A hypersonic weapon test experiment is conducted in a wind tunnel at the Institute of Mechanics. (Source: SCMP)

The Post believes that Russia, the United States, and China have “recently overcome the technical hurdles and achieved the long-term, stable operation of scramjet engines.”

According to Liu Hong, an expert fellow at the school of aeronautics and astronautics at Shanghai Jiaotong University, “China and the US could be neck and neck in the race to achieve a mass application of hypersonic technology, but both countries remain a step or two behind Russia.”

In March, we reported how Russian President Vladimir Putin said his new hypersonic missile could rip the West’s air defenses apart. The intercontinental hypersonic missile, Putin said, would fly to targets at 20 times the speed of sound.

“Putin is telling the truth,” Hong said. Though the hypersonic weapon tests in the US and China received the most media coverage, it was generally agreed among researchers that “the Russians are the leader in this field,” he said.

Hong said, “the rocket-based combined cycle system could be the first hypersonic power source” to be commercialized on a global scale because the program has been in development for many many years, and is now entering the matured phase.

“If [the Hefei plant] is taking the approach, which is relatively simple and mature, I think their goal for commercial production is possible. It is within the reach of current technology,” he said.

However, Imech is not alone in the world of hypersonic technologies. There are at least five other major state-owned research companies or government entities possessing such technologies.

“In 2016, China Aerospace Science and Technology Corp said it was developing a hybrid space plane that would take off and land in a normal airport with a combined cycle engine.

 

Its major rival, China Aerospace Science and Industry Corp, launched a similar project called Teng Long, or soaring dragon, soon afterward.

 

In early March, the China Aerodynamics Research and Development Centre, the hypersonic weapon development branch of the People’s Liberation Army in Mianyang, Sichuan province, announced a successful test of a prototype spacecraft in the Gobi Desert, in Inner Mongolia. The vehicle was believed to be a hypersonic space plane. “

Each Chinese company in the hypersonic race “has a unique technological advantage,” Hong said.

“In the end I believe the government will scoop the cream of the technology of each project and put them together to build a high-performance vehicle,” he said.

 

Hong added, “Rapid advancement in hypersonic technology in recent years also has sparked interest in its potential application in non-military sectors.”

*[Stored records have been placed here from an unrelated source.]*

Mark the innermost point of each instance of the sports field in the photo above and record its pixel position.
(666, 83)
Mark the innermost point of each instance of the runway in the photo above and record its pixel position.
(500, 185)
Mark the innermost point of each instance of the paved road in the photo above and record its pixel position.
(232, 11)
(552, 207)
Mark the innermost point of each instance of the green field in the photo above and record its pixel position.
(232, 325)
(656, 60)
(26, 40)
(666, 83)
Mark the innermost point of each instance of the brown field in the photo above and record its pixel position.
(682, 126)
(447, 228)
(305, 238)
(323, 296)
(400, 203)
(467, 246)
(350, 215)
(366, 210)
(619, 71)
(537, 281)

While China could be on the cusp of mass-producing hypersonic engines, and or aircraft, President Xi Jinping launched the construction of the Silk Road Economic Belt and the 21st-century Maritime Silk Road. It seems as hypersonic technologies could play a critical role in Beijing’s implementation or governing of their new global economic system, which could be made possible through civilian and or military applications.

As we have stated before, hypersonic technologies could rewrite the geopolitical landscape, and as of right now — it seems that Russia and China are doing just that. Maybe it is time to rethink American exceptionalism?